Достоевский пишет об Аввакуме и «подкопытном», то есть сыром и живом, языке, который имеет полное право быть в литературе. Если дети его не знают, то они обделены, лишены богатого «материала», особенно значимого наследства. И Смеляков упоминает: «Ты шёл на разбитых копытах», а в следующей строке говорит о «кострах староверов».

Это так совпало?

Возможно. Других совпадений и параллелей по ключевым словам с «Дневником писателя» почти нет. Не упоминаются у Достоевского рязанские женщины, колыбель, кабак, ямщик с чаркой, Кольцов и Курбский, татарский и немецкий языки… Но говорится о том, что не надо бояться языка простонародья, что со школы нужно «заучивать наизусть памятники нашего слова, с наших древних времён – из летописей, из былин и даже из церковнославянского языка, – и именно наизусть, невзирая даже на ретроградство заучивания наизусть». Язык «надо непременно ещё с детства перенимать… от русских нянек, по примеру Арины Родионовны». Только потом переходить к иностранному. А оттуда уже «мы невидимо возьмём тогда несколько чуждых нашему языку форм и согласим их, тоже невидимо и невольно, с формами нашей мысли – и тем расширим её». «Существует один знаменательный факт, – продолжает Достоевский, – мы, на нашем ещё не устроенном и молодом языке, можем передавать глубочайшие формы духа и мысли европейских языков: европейские поэты и мыслители все переводимы и передаваемы по-русски, а иные переведены уже в совершенстве». А вот перевести Гоголя, Пушкина, Аввакума с русского на иностранный едва ли возможно без потерь именно того духовного пласта, стоящего за словом. И далее следует та цитата, с которой я и начал говорить об этой статье из «Дневника писателя», о переводе именно Аввакума, о всеобъемлющем духе языка, который считается «подкопытным»…

У Достоевского и Смелякова – одна идея о языке, его живом духе и характере, народных истоках, о его восприимчивости к иноземным заимствованиям и способности верно и точно передать чужую мысль, о необходимости именно с детства, с колыбели, впитать и осознать ту живую суть, что стоит за словесной формой, «телом» мысли, её «оболочкой», как выразился писатель.

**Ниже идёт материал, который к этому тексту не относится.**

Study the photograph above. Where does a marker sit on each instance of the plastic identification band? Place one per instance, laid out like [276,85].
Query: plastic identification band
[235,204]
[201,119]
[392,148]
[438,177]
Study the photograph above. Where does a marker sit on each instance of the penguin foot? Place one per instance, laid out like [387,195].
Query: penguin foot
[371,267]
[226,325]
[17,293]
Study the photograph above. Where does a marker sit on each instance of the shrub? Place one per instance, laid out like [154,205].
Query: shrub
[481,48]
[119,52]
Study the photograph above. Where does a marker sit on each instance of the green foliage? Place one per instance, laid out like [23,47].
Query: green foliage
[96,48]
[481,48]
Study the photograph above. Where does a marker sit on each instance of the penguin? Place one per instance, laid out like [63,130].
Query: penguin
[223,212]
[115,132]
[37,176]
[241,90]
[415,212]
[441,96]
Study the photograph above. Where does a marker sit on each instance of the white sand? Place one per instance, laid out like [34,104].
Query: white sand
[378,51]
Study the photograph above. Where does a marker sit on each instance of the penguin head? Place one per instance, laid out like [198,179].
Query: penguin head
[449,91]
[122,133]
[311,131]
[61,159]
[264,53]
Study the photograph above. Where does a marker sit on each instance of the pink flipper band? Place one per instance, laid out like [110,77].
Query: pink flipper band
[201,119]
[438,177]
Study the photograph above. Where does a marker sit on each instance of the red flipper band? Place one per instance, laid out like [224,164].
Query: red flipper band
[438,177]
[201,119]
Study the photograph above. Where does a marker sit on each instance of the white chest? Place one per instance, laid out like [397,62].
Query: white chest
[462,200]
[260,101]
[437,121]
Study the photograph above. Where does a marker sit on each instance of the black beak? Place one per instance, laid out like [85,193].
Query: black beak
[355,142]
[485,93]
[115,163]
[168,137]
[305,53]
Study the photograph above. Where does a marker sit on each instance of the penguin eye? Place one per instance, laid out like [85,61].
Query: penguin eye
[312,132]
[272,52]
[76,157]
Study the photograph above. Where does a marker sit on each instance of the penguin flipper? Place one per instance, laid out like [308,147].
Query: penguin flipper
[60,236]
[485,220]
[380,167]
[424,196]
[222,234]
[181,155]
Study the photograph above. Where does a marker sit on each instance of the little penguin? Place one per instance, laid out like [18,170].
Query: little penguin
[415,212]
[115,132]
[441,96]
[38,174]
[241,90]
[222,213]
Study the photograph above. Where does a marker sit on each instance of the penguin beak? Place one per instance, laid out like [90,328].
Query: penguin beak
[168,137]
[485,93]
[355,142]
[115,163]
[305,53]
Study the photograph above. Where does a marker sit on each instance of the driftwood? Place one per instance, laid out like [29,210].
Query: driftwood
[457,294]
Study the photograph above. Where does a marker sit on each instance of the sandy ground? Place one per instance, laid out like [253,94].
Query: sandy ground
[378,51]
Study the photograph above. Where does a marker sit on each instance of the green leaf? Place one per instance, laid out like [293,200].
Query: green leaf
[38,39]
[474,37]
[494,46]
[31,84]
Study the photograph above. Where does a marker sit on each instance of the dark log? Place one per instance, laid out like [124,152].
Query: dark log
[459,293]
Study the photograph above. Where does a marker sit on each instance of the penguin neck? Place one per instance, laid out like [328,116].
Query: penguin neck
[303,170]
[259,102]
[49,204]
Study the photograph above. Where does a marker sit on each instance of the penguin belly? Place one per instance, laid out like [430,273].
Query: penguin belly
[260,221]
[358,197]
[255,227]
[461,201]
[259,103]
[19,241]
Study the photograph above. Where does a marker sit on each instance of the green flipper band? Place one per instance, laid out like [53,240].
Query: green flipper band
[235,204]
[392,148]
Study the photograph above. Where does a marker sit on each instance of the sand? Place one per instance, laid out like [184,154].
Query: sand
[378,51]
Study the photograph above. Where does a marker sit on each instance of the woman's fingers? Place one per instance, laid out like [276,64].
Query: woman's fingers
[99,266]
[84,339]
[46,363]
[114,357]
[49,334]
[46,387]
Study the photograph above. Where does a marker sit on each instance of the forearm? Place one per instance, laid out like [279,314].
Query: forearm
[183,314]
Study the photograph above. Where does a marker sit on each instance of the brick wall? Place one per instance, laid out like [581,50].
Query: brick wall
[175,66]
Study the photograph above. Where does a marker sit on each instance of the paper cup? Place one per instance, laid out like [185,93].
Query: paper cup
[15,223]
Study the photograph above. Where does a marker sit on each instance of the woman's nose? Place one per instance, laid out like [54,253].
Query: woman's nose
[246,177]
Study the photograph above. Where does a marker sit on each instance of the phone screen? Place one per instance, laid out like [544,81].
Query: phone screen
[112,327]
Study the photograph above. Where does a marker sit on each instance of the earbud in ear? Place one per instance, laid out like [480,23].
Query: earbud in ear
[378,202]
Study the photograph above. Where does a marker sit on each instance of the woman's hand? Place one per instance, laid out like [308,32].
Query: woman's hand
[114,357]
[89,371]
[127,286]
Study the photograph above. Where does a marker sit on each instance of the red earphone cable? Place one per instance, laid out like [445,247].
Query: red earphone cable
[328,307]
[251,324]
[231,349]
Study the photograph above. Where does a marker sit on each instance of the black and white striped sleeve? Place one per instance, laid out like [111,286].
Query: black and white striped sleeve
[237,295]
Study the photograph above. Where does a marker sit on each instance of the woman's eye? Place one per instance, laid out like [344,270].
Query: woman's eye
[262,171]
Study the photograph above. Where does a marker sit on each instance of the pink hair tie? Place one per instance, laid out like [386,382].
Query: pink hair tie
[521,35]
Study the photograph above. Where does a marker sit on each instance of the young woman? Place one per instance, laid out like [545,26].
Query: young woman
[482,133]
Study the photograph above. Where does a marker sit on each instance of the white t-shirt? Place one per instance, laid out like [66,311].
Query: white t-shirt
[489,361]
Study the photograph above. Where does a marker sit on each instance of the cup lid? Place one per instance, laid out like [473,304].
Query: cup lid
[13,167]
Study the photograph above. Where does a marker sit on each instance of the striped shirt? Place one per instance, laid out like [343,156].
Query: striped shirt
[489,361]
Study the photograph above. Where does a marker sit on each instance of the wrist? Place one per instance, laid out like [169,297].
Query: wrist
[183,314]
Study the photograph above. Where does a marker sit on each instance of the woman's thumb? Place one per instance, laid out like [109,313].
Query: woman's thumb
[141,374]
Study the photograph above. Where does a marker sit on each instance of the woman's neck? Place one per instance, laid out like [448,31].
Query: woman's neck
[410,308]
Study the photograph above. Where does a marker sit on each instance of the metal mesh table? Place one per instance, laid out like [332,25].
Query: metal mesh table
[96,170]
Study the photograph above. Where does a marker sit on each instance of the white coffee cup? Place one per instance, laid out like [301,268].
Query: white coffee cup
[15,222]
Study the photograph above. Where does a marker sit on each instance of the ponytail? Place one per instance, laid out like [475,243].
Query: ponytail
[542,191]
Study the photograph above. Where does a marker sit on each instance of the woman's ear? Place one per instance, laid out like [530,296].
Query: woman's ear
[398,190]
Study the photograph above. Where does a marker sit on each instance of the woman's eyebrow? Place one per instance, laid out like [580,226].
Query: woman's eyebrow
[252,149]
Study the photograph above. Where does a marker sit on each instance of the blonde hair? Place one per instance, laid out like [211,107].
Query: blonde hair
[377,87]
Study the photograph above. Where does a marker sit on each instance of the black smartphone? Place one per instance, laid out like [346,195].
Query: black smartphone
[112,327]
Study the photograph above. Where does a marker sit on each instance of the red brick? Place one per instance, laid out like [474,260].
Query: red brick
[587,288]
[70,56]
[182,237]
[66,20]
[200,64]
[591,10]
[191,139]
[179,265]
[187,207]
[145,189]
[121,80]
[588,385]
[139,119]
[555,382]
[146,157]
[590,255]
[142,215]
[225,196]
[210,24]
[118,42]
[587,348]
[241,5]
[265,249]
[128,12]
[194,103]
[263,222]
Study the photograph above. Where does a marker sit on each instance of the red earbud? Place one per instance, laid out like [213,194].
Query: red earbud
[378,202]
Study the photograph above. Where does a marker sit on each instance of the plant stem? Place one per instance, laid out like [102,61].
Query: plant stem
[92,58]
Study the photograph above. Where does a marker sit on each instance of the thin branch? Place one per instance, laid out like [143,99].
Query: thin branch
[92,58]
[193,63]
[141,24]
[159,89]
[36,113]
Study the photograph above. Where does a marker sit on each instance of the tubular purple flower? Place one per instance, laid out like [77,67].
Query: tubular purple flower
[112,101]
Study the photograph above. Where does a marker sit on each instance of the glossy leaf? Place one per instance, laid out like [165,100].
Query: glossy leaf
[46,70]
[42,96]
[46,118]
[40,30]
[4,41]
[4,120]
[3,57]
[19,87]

Она изложена разными средствами. Поэт, и это естественно, упоминает о недавней войне. Я не дерзну заявить с уверенностью, что «Русский язык» навеян именно «Дневником писателя» и конкретной его статьёй. В 1958 году Ярослав Смеляков «с тайной жаждой новых строк» приехал по писательской командировке в Сибирь. По дощатым ещё тротуарам старой части города Братска он вышел к башне старого острога, где был когда-то заточён протопоп Аввакум.

В её узилище студёном,
двуперстно осеняя лоб,
ещё тогда, во время оно,
молился ссыльный протопоп.

Эта встреча с прошлым снова навела поэта на раздумья о языке как выражении человеческого и национального духа. «Русский язык» был начат в 1945-м, завершён окончательно тоже в 1966-м, как и только что процитированное стихотворение «Один день». Оно состоит из нескольких частей, вторая целиком посвящена Аввакуму. Поэт словно бы ощутил себя его современником.